The orchestra began the evening with a piece not on the program, the irresistible Mambo from the Symphonic Dances of West Side Story.

Total change of atmosphere then with a piece by Vancouverite Jean Coulthard (1908-2000), a pupil of Vaughan Williams, who sits in the pantheon of Anglo-Canadian composers. His Kalamalka (Lake of Many Colours), an “orchestral prelude” created in 1974 for the CBC (in a bygone era when state radio was commissioning works), is a magnificent ten-minute piece. , eminently Debussyist, where the winds occupy an important place.

Jump back almost a century then with the last two movements of Dvořák’s Symphony No. 7 in D minor, Op. 70, which the conductor, well in his time, asked members of the public to immortalize with their telephones.

Nézet-Séguin defended this work very well, so much so that we would like to hear him conduct it in its entirety in a more favorable place like the Maison symphonique. The scherzo is delivered with pleasant impatience and the finale is distinguished by a fine sense of lyricism and architecture.
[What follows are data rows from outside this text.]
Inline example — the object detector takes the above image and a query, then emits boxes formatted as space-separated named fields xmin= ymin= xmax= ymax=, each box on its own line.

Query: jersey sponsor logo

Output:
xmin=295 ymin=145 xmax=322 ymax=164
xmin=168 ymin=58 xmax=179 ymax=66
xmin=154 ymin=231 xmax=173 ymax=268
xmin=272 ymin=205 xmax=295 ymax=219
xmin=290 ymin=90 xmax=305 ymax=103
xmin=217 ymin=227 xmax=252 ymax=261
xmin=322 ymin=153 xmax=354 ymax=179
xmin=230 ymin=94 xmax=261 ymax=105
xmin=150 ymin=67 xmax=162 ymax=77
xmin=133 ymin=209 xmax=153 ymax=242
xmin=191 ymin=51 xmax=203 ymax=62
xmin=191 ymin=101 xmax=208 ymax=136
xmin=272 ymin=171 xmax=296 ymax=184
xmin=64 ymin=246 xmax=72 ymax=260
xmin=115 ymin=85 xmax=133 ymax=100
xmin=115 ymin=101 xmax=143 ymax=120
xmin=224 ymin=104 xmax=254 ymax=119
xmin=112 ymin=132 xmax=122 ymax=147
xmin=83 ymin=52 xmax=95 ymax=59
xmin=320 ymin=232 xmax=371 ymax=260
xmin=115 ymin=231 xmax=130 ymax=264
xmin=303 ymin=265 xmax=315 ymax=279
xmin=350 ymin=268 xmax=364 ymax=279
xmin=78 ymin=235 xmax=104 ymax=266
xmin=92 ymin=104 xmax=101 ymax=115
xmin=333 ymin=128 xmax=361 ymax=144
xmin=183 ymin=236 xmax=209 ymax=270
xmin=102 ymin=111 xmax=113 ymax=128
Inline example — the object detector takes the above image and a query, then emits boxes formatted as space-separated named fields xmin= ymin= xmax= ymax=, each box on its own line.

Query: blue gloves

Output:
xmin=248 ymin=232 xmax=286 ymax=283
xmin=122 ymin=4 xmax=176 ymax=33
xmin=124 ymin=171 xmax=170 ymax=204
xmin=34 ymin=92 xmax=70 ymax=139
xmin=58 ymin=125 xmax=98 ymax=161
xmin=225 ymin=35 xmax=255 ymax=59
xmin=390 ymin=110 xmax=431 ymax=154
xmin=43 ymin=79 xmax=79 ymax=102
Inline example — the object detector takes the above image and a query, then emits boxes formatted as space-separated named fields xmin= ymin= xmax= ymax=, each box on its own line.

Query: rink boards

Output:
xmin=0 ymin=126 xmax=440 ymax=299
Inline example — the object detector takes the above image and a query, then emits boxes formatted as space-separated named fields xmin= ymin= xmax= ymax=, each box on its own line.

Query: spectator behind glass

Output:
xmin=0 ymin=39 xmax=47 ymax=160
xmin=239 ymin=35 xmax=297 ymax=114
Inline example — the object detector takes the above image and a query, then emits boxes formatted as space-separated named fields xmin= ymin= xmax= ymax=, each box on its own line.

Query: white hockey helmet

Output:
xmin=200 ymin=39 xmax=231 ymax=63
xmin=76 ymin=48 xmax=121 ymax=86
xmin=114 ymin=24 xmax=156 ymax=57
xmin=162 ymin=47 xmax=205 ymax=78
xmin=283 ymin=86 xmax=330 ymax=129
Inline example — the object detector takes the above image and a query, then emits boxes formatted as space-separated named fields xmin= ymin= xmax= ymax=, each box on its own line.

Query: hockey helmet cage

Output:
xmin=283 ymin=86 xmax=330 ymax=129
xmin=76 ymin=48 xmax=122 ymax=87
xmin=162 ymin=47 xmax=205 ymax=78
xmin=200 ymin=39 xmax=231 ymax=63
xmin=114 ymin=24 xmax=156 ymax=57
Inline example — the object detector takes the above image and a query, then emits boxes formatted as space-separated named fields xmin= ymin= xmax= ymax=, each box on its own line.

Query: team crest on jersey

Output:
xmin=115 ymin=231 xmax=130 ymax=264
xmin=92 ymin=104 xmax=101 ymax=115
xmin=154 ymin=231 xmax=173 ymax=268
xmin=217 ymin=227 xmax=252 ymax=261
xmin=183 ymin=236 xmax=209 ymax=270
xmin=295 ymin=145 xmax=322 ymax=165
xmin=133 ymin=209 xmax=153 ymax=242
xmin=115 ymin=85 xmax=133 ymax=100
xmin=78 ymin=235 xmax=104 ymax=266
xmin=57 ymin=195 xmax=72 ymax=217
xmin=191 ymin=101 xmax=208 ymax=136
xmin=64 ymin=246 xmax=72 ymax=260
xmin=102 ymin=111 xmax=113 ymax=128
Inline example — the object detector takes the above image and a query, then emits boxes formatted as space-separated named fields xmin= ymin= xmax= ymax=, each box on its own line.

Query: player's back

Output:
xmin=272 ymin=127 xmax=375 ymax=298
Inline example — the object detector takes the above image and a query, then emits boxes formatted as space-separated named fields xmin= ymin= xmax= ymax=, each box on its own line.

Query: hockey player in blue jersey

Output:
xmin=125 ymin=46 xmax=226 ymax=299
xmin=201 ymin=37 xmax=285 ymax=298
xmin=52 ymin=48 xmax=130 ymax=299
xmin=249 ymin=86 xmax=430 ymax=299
Then came the Quebec moment of the evening, with André Mathieu’s Romantic Rhapsody, a work that should have been created on Mount Royal in the 1960s, an event that fell through. However, the work has come back to life through the good care of the tireless Alain Lefèvre, but also of the orchestrator Gilles Bellemare. We hear it in particular in the film Le prodige, on the life of Mathieu, but also on a recording with the Orchester symphonique de Montréal.

Lefèvre defended it with his usual intensity on a large Steinway moved for the occasion. He received a warm ovation from the audience.

The Rhapsody was followed by the gleaming Danzón no 2 by the Mexican Arturo Márquez, a score from 1994 which is a hit all over the world.

Then came the last candy of the evening, the interpretation of La vie en rose with none other than Ariane Moffatt, with a rhythmic and colorful orchestral accompaniment.

Let’s hope that we will find some of this enthusiastic audience this year for the indoor season.